Bandarlampung (SL) – Widya Krulinasari (32), oknum dosen Fakultas Hukum Universitas Lampung (Unila), kembali menjalani persidangan di Pengadilan Negeri Tanjungkarang, Kamis, 8 November 2018. Widya menjadi terdakwa kasus dugaan jual beli kursi kuliah.
Kali ini, terdakwa sebagai tahanan kota menjalani persidangan yang dipimpin oleh majelis hakim Syamsudin dengan agenda kesaksian terdakwa. Dalam kesaksiannya, Widya mengaku membantu YS masuk ke Fakultas Kedokteran Unila lantaran diminta oleh Francis.
Francis adalah keponakan Richard, ayah YS. Widya mengatakan, dalam kesepakatan itu, Francis mendapat bagian Rp 30 juta. Widya mengaku, baru kali pertama ini terlibat jual beli kursi di kampus dengan cara meluluskan calon mahasiswa dalam tes SBMPTN. “Saya coba bantu. Saya carikan orang yang bisa meluluskan,” ungkap Widya.
Selanjutnya, Widya menghubungi Nilamto, petugas Pusat Komputer Unila. “Lembar jawaban SBMPTN calon mahasiwa yang dijawab itu pasti dikirim oleh rektor ke Kemenristek Dikti untuk dinilai. Tapi, dikirim melalui komputerisasi di Unila. Dia (Nilamto) yang akan mengubah nilai,” ungkapnya.
Sebelum SBMPTN, Nilamto meminta uang kepada Widya sebesar Rp 110 juta sebagai jaminan. “Uang tersebut di luar uang buku tabungan yang berisi saldo Rp 175 juta. Ternyata (YS) tidak masuk, dan uang baru dikembalikan Rp 65 juta karena sisanya berada di tangan seseorang bernama Nilamto itu,” bebernya.
Sementara kuasa hukum Widya Krulinasari, Yudi Yusnadi, menegaskan bahwa kliennya tidak menerima uang untuk jual beli bangku kuliah. “Masalah uang itu sebenarnya klien saya tidak menerimanya.

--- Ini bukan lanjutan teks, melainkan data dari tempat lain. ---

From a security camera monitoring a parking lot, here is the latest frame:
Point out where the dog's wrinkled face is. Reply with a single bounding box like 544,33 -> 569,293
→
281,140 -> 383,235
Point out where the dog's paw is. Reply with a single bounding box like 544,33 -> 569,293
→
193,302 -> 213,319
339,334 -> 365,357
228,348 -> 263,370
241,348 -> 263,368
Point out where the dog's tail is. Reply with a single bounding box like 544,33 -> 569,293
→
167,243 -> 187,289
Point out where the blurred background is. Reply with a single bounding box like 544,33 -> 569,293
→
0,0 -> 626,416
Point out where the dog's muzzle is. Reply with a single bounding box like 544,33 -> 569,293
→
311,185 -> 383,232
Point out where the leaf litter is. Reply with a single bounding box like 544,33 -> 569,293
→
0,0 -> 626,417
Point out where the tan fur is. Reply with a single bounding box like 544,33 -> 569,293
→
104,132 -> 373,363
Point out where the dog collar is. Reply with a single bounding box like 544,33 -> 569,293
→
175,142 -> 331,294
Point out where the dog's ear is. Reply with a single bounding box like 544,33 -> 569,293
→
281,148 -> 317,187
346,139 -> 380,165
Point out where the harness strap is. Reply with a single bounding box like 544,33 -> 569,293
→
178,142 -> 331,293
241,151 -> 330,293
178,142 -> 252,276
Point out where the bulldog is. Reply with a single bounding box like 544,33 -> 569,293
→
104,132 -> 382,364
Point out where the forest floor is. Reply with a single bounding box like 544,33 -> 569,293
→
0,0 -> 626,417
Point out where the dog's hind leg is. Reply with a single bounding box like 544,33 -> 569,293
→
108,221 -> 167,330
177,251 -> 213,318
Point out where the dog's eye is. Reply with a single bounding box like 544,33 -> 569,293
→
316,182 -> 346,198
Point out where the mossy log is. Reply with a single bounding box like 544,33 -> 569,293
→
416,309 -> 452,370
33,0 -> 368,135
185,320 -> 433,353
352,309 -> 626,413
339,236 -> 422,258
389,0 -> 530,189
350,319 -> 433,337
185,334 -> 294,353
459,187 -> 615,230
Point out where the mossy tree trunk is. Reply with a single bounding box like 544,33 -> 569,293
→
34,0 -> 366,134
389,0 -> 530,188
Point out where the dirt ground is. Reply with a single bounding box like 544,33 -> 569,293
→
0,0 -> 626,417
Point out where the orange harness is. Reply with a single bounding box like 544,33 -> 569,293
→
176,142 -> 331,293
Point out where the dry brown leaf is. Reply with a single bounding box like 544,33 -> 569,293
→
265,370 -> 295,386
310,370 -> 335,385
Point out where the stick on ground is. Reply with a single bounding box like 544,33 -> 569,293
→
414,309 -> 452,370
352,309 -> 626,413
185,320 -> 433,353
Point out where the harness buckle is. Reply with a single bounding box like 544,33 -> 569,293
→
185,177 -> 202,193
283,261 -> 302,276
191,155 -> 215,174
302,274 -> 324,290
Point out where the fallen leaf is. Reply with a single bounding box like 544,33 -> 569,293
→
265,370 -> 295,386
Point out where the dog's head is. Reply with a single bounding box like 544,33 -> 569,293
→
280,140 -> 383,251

Karena klien saya hanya berperan sebagai penyambung antara korban dan orang yang bisa dimintai untuk memasukkan di kedokteran,” ucapnya.
Adapun, terus Yudi, orang yang dimaksud bisa membantu itu adalah Nilamto, pegawai Puskom Unila. “Sesuai dalam fakta persidangan, Nilamto dengan klien saya hanyalah sebatas kenal,” tuturnya.
Terkait mahar jual beli kursi bangku kuliah, Yudi mengatakan bahwa ada sebagian uang, yakni Rp 175 juta dalam bentuk tabungan, akan diserahkan ke rektorat. “Untuk Rp 175 (juta) lagi diserahkan kepada Nilamto. Jadi surat dakwaan yang di JPU itu sebenarnya tidak lengkap,” tandasnya.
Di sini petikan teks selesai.